MARTINSVILLE, Va. - Denny Hamlin just needed a visit to Martinsville Speedway to get his racing team back on track.

Now, with his spot in NASCAR's Chase for the championship virtually assured, they can work to make it better.

Hamlin passed teammate Matt Kenseth for the lead with 28 laps to go Sunday and ended Toyota's 32-race winless streak in the NASCAR Sprint Cup race at Martinsville Speedway. It was his fifth victory on NASCAR's oldest, smallest circuit.

"We had a very fast car, but obviously some pit road issues, but we overcame it," Hamlin said after his 25th career victory, which was helped along by a serious blunder that took four-time champion Jeff Gordon out of contention late.

Hamlin's pit crew, unlike Gordon, made their mistake early enough in the race to recover. Before the event was 200 laps old, Hamlin was penalized when his crew failed to control a tire on pit road. It dropped him from the lead to 22nd place.

He was back in the top 10 by the midpoint, and stalking the leaders shortly thereafter.

"The last 60, 70 laps played out how they needed to play out for us to win today," Hamlin said.

Hamlin also held off a five-lap, bumper-to-tail challenge from Brad Keselowski at the finish. There was some bumping and nudging, and a big wiggle for Hamlin in the final fourth turn, but Keselowski never caused him to spin.

"We just weren't going to be denied today, and hats off to Brad," he said, thanking Keselowski for not wrecking him.

"I did everything I could other than wreck him," Keselowski said.

The race was run without reigning rookie of the year Kyle Larson, who watched from a North Carolina hospital where he was undergoing testing after fainting at an autograph session on Saturday. Regan Smith drove in his absence, finishing 16th.

Keselowski was second, followed by Joey Logano, Kenseth and David Ragan, giving Joe Gibbs Racing three cars in the top five. The jolt was especially appreciated in a week when the team announced that President J.D. Gibbs is being treated for a "symptoms impacting areas of brain function," an issue that has left doctors with very few answers thus far.

It was J.D. Gibbs who discovered Hamlin on a North Carolina short track, and Joe Gibbs thought of that near the end.

"For me it was emotional and thinking about J.D. and all that he means to our team, so it was a big week for us, but a great finish to a story there," Gibbs said.

Logano, the pole-sitter, was trying to become the first driver to sweep a weekend at Martinsville, having won the truck race on Saturday. He led 109 laps, but said his car at the end was not as strong as the leaders.

Gordon, an eight-time Martinsville winner, took the lead for the first time with 58 laps to go and then got caught entering pit road too fast when the 16th and final caution came out with about 40 laps to go.
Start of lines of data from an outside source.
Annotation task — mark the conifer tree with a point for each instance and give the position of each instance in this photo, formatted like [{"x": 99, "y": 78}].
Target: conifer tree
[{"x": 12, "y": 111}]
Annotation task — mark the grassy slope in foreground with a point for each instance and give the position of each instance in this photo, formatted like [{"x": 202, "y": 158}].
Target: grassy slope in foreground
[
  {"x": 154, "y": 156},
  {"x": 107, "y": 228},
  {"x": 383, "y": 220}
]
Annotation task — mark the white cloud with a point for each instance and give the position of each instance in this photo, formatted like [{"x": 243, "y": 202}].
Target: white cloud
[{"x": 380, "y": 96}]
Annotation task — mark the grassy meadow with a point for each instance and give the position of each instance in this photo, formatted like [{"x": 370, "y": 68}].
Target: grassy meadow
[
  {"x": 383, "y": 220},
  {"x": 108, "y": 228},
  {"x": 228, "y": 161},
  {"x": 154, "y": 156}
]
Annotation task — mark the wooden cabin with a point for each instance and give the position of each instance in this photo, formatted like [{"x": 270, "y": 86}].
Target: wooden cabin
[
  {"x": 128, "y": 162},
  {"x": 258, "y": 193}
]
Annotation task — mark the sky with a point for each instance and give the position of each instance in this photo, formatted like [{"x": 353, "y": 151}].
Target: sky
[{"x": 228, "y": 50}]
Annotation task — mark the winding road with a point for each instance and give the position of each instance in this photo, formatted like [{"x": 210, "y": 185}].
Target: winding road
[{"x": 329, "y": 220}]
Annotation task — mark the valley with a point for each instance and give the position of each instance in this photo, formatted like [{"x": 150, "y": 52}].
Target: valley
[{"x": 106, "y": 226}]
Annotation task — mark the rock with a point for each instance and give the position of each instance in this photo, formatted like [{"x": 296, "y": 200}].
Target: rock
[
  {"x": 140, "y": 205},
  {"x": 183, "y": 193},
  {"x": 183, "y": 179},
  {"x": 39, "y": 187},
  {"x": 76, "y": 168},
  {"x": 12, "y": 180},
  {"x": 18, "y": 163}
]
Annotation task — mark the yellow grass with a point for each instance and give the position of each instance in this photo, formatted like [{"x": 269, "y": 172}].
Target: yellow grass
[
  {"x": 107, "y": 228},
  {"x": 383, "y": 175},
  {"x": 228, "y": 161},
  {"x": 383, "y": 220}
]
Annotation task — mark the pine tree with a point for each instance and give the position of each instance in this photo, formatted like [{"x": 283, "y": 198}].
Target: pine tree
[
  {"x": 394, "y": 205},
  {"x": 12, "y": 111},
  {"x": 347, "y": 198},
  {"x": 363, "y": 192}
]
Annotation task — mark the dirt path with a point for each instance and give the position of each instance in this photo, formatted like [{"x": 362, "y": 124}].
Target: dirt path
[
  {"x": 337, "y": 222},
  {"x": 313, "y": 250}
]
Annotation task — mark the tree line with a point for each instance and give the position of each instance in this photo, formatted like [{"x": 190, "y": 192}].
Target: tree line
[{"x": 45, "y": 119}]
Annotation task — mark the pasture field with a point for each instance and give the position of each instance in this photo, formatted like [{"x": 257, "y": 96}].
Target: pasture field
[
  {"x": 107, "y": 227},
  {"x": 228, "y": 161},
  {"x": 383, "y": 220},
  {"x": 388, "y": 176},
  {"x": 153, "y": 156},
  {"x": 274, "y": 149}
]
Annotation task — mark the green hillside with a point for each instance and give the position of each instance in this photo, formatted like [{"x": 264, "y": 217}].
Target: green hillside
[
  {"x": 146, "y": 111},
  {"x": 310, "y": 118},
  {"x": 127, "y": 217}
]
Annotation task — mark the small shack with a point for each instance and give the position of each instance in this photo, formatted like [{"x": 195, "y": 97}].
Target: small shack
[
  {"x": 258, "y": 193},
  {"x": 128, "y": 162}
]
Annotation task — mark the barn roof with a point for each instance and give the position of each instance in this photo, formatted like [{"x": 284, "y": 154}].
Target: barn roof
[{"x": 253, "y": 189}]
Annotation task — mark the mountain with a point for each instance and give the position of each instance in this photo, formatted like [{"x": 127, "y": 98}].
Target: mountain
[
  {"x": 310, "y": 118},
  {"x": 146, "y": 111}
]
The mistake put him well back in the field, and while he rallied to finish ninth, was left disappointed.

"Wow. I'm sorry guys," he said on the radio when told of the penalty. "That's on me. I apologize."

Gordon said he knew he was pushing the limit, knowing he had a chance to win the race.

"I thought with our track position there at the end, we had a shot at it," he said. "Oh, my gosh, I'm so disappointed. I don't even know what to say right now. Of course, then the car is the absolute best it has been all day ..."

The race also ended Kevin Harvick's streak of top-two finishes at eight. Harvick, who was three races shy of tying Richard Petty's record of 11, set in 1975, led a race-high 154 laps, but got caught in the outside lane on a restart and faded to eighth.

"Just lost track position at the wrong time," the defending series champion said.

Gordon and his Hendrick Motorsports teammates have dominated at the 0.526-mile oval in recent years, but Gordon's finish and an 11th for Kasey Kahne were the best they could muster. Dale Earnhardt Jr., who won here last fall, wound up in the garage after losing his radiator in a large crash in turn one before the midpoint of the race, and Jimmie Johnson, an eight-time Martinsville winner, had issues throughout and finished 35th, 32 laps down. Earnhardt finished right behind him.

The race also marked the Cup debut of Chase Elliott, who will replace the retiring Gordon in the Hendrick stable next season, and Elliott got a quick welcome. His car was bounced around early, also wound up in the garage and finished 38th.

The day went better for Danica Patrick, who was seventh, her fifth career top-10 finish. That tied her with Janet Guthrie for most top-10s by a female driver, and was one spot off Patrick's career-best sixth place run at Atlanta last year.

"It's disaster to be off and struggling with the car and it's really fun to have a good car," Patrick said.